Il but son verre à petites gorgées, et le reposa sur la table avec un geste de profond dédain.
—Ça ne vaut pas le Johannisberg que nous buvions chez le margrave, mon illustre père, dit-il en riant. J'ai proposé à Saphir une bonne place.
—Celle-là n'a pas besoin de toi, riposta Similor; elle gagnera toujours ce qu'elle voudra.
Saladin essuya un coin de table avec le journal financier et s'accouda.
—Papa, dit-il, si tu avais un peu plus d'intelligence, tu me serais très utile, car tu as bonne volonté; c'est l'éducation qui te manque, et le sérieux: je ne ferai jamais rien de toi. Mais il y des moments, pas vrai, reprit-il avec plus d'animation, où l'on a besoin de s'épancher avec n'importe qui ou n'importe quoi...

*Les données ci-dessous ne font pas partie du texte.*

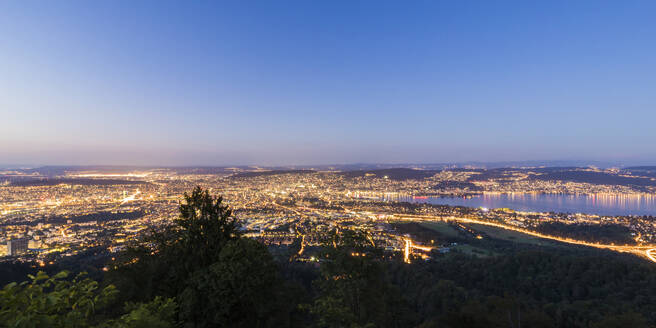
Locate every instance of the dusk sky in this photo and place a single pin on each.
(312, 82)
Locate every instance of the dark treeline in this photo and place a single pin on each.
(200, 272)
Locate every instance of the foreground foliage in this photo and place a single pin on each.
(200, 272)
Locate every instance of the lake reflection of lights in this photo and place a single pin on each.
(601, 204)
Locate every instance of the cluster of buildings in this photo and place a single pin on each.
(41, 221)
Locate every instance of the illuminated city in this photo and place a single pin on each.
(327, 164)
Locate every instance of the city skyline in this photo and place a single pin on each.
(229, 83)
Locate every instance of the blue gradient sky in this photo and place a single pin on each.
(308, 82)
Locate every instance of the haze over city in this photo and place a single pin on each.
(231, 82)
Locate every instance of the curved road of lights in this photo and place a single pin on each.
(646, 251)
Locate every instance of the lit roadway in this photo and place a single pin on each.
(646, 251)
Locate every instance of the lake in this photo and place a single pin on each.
(601, 204)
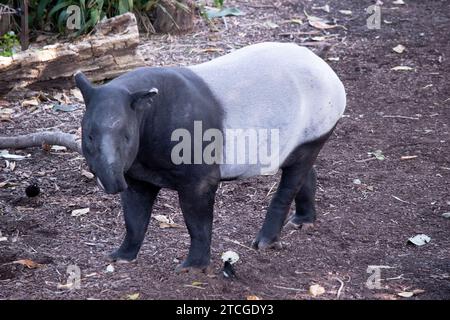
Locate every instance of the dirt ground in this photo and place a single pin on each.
(367, 208)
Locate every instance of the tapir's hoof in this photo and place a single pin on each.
(120, 257)
(193, 270)
(264, 244)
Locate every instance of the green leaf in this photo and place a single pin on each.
(40, 10)
(62, 20)
(212, 13)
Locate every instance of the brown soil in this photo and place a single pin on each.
(401, 113)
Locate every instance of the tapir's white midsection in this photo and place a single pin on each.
(274, 86)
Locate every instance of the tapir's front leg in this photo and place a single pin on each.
(197, 204)
(137, 202)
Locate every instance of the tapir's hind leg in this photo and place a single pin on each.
(296, 171)
(197, 205)
(305, 209)
(137, 202)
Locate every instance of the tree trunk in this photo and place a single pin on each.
(108, 52)
(173, 18)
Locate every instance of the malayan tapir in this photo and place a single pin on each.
(129, 124)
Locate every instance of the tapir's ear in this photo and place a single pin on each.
(84, 85)
(137, 98)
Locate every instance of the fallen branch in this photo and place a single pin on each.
(70, 141)
(338, 295)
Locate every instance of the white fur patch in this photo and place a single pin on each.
(275, 86)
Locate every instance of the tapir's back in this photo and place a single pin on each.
(276, 86)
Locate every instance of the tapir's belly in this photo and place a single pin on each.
(275, 97)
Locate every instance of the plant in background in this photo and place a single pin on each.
(52, 15)
(218, 3)
(9, 44)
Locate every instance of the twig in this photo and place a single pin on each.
(271, 188)
(287, 288)
(395, 278)
(401, 117)
(192, 286)
(37, 139)
(239, 244)
(397, 198)
(261, 6)
(340, 288)
(364, 160)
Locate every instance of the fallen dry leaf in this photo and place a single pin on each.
(161, 218)
(165, 222)
(296, 21)
(32, 102)
(164, 225)
(419, 240)
(399, 48)
(321, 24)
(28, 263)
(316, 290)
(402, 68)
(346, 12)
(318, 38)
(77, 94)
(87, 174)
(65, 286)
(325, 8)
(133, 296)
(79, 212)
(405, 294)
(110, 268)
(408, 157)
(58, 148)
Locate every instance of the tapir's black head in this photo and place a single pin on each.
(110, 130)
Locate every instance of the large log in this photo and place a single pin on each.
(104, 54)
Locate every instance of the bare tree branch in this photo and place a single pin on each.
(37, 139)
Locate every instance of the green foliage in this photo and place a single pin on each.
(218, 3)
(8, 42)
(52, 15)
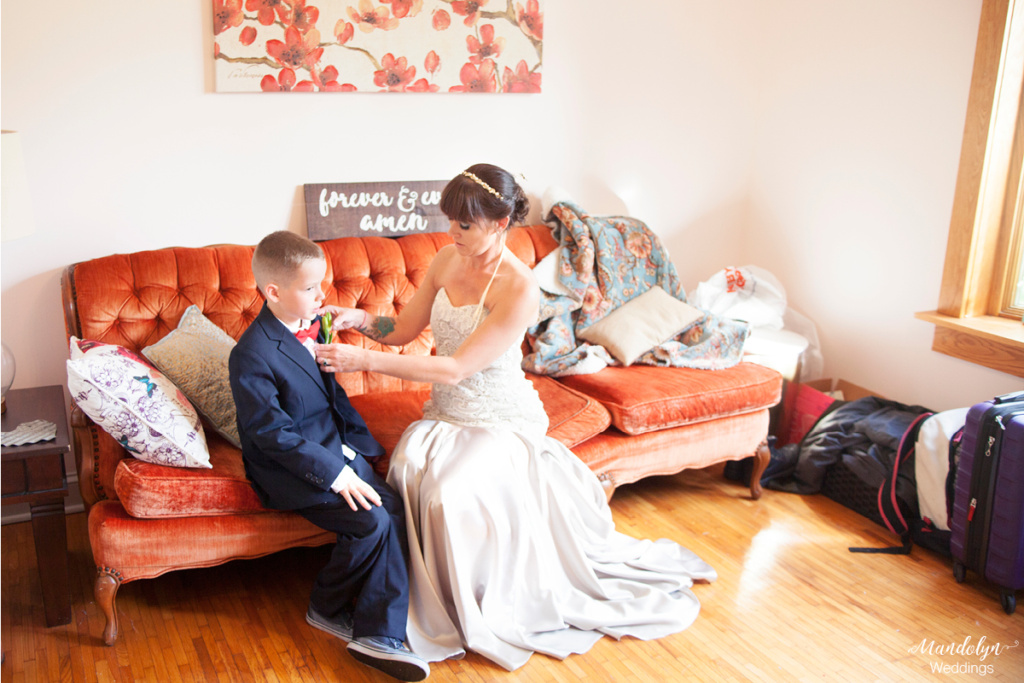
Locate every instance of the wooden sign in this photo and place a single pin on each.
(384, 209)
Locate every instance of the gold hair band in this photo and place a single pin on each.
(483, 184)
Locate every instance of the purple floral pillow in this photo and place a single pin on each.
(136, 404)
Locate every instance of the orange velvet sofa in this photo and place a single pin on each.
(146, 519)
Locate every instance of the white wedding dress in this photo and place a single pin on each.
(513, 549)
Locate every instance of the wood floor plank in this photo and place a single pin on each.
(791, 603)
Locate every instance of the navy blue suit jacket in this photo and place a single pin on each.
(292, 418)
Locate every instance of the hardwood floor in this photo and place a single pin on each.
(791, 603)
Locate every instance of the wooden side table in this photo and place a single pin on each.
(34, 473)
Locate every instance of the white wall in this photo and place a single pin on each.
(859, 122)
(814, 137)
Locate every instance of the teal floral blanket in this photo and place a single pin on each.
(602, 263)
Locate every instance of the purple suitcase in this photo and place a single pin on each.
(987, 523)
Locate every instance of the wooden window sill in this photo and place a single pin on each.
(985, 340)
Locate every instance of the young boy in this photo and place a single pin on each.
(304, 449)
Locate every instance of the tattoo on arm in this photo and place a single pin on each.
(380, 328)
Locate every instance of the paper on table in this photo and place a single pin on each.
(30, 432)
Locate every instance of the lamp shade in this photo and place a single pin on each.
(15, 201)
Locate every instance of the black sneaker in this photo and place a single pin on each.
(390, 656)
(342, 627)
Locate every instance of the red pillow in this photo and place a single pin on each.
(802, 408)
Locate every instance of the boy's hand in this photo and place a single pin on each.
(352, 488)
(340, 357)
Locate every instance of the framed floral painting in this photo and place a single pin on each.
(378, 45)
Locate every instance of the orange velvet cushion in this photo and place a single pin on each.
(154, 491)
(643, 398)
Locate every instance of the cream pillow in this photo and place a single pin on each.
(641, 324)
(195, 356)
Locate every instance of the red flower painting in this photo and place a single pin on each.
(226, 14)
(421, 46)
(394, 75)
(297, 51)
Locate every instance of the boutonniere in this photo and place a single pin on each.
(326, 319)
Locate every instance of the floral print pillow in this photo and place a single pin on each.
(136, 404)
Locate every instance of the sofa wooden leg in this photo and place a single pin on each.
(761, 459)
(105, 590)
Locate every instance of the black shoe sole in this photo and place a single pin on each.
(399, 670)
(341, 636)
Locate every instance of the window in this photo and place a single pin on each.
(979, 313)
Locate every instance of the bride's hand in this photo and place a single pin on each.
(340, 357)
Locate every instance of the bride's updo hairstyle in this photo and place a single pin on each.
(483, 190)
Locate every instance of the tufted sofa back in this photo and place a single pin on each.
(133, 300)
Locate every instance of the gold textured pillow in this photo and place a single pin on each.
(641, 324)
(195, 357)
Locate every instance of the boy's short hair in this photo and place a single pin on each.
(280, 254)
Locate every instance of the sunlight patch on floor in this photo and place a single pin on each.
(761, 557)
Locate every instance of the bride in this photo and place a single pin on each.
(513, 549)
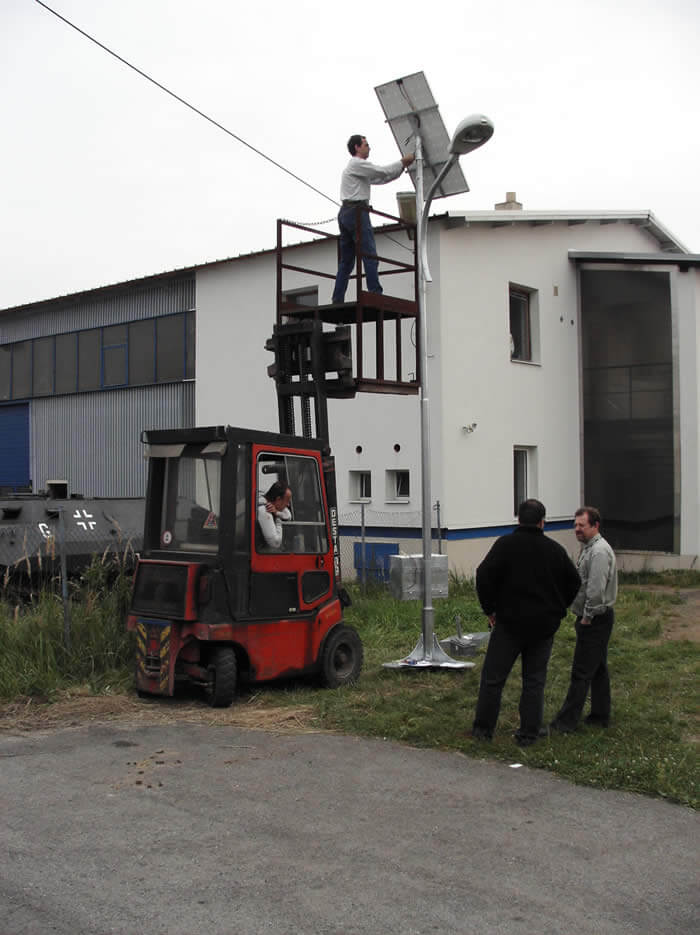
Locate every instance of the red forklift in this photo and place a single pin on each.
(212, 601)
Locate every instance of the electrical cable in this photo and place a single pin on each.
(186, 103)
(201, 113)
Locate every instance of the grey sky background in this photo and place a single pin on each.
(105, 178)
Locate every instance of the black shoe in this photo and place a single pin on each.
(480, 733)
(595, 720)
(526, 740)
(561, 728)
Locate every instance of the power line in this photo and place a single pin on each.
(200, 113)
(181, 100)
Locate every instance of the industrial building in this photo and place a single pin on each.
(563, 354)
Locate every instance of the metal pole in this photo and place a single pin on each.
(64, 578)
(427, 653)
(363, 566)
(428, 614)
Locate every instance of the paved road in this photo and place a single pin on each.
(119, 828)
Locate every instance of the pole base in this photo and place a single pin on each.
(419, 659)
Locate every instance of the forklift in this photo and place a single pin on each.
(213, 603)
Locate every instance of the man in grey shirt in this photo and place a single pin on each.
(593, 606)
(358, 177)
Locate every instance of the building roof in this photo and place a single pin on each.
(505, 218)
(493, 218)
(684, 261)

—On parlerait à son chien! interrompit Similor amèrement. J'ai vu dans les pièces de théâtre bien des enfants dénaturés, mais jamais un de ta force, petiot.
L'œil d'oiseau de Saladin était fixé sur lui avec une complète sérénité.
—Tais-toi, fit-il encore, on a un cœur. Quand j'aurai les millions, tu seras mon concierge pour le restant de tes jours.
Similor emplit son verre jusqu'au bord.